E' noto, infatti, che, nelle ipotesi di presenza di più soccombenti in primo grado e di proposizione di impugnazione (principale) da parte di uno di essi (nella fattispecie il privato controinteressato al ricorso originario), le altre parti soccombenti, che intendano gravarsi contro la sentenza, devono farlo nella forma dell'appello incidentale, entro i termini di decadenza propri dell'impugnazione incidentale (Cons. St., IV, 1 agosto 1985, n. 327).

E' pertanto inammissibile la costituzione nell'appello in esame del Comune di Mo.Te., che, soccombente in prime cure, era legittimato ed aveva l'onere di appellare la relativa sentenza (in via autonoma, od in via incidentale dopo l'altrui impugnazione proposta per prima), nella sua qualità di autorità emanante l'atto oggetto del giudizio, annullato dalla sentenza stessa; onere, che la parte non può certo eludere mediante la mera costituzione nel giudizio promosso da altro soccombente, di cui pertanto pretende inammissibilmente di sostenere le ragioni (v. Cons. St.: IV, 22 giugno 2004, n. 4458; V, 20 dicembre 1995, n. 1768; da ultimo, Cons. St., IV, 31 gennaio 2005, n. 231 e 16 maggio 2006, n. 2773).
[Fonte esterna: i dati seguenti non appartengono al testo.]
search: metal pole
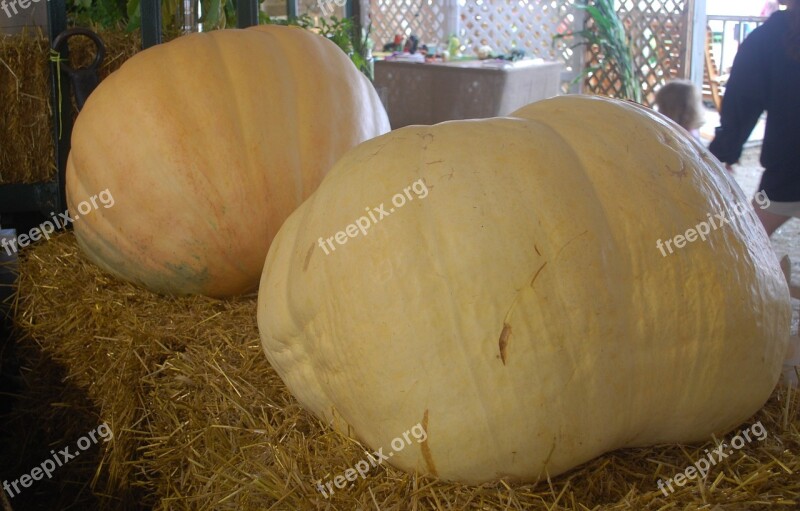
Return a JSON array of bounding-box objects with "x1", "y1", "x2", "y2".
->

4. - Può ora passarsi all'esame di detto appello, affidato sostanzialmente a tre distinti motivi, corrispondenti ai due autonomi profili di doglianza accolti dal Giudice di prime cure, oltre che, preliminarmente, alla eccezione di tardività del ricorso di primo grado, già dal T.A.R. rigettata.

4.1 - Quanto a quest'ultima, la stessa deve considerarsi infondata, essendo pacifico in giurisprudenza che la piena conoscenza della concessione edilizia, dalla quale decorre il tèrmine di impugnazione, si realizza, per i proprietarii dei fondi vicini, soltanto con la ultimazione dei lavori o almeno con il completamento dell'involucro esterno della costruzione e non, come pretende l'odierno appellante, dalla data di inizio della attività edilizia o dalla data di apposizione del c.d. cartello di cantiere, che costituisce, per giurisprudenza costante, una forma di pubblicità di fatto, la quale non può essere presa in considerazione ai fini della conoscenza dell'iniziativa edilizia in corso, anche nell'eventualità, peraltro non ricorrente nel caso di specie, in cui venga dedotta la violazione di un vincolo di inedificabilità (Cons. St., IV, 19 giugno 2006, n. 3615).
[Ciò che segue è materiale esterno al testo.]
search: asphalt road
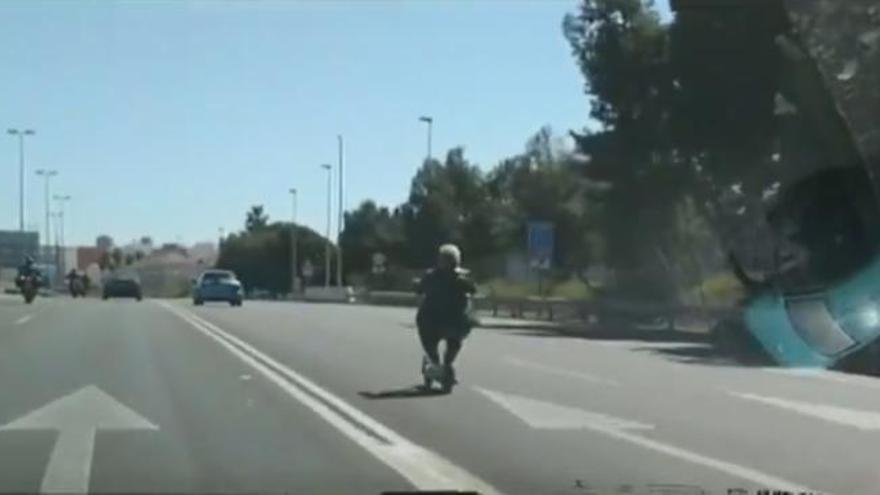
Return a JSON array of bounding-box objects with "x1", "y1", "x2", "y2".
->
[{"x1": 1, "y1": 295, "x2": 879, "y2": 494}]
Ad avviso del Collegio, invero, né all'una né all'altra delle anzidette date indicate dall'appellante è dato, in assenza di rigorosi elementi contrarii, situare la conoscenza, da parte degli originarii ricorrenti, delle essenziali caratteristiche dell'opera di cui si discute e dunque di quella non conformità della stessa alla disciplina urbanistica, di cui essi si sono poi doluti nella presente sede giurisdizionale.

In realtà le censure da essi sollevate avverso la concessione edilizia di cui si tratta (quelle, in particolare, concernenti l'effettuazione dell'intervento su parti comuni dell'edificio e la effettiva connotazione del "nuovo volume" realizzato come "volume tecnico"), riguardano aspetti rilevabili solo mediante la consapevolezza del contenuto specifico della concessione o del progetto edilizio, non acquisibile certo per effetto dell'inizio dei lavori o dell'installazione del cartello recante estremi ed oggetto della concessione e nella fattispecie intervenuta soltanto a séguito del soddisfacimento dell'istanza di accesso agli atti inerenti la concessione stessa, presentata in data 27 aprile 2004, solo il cui èsito, come appunto ritenuto dal T.A.R., ha consentito ai ricorrenti di raggiungere quella consapevolezza dei contenuti dell'atto, necessaria per produrre impugnazione e dunque utile a farne decorrere i termini.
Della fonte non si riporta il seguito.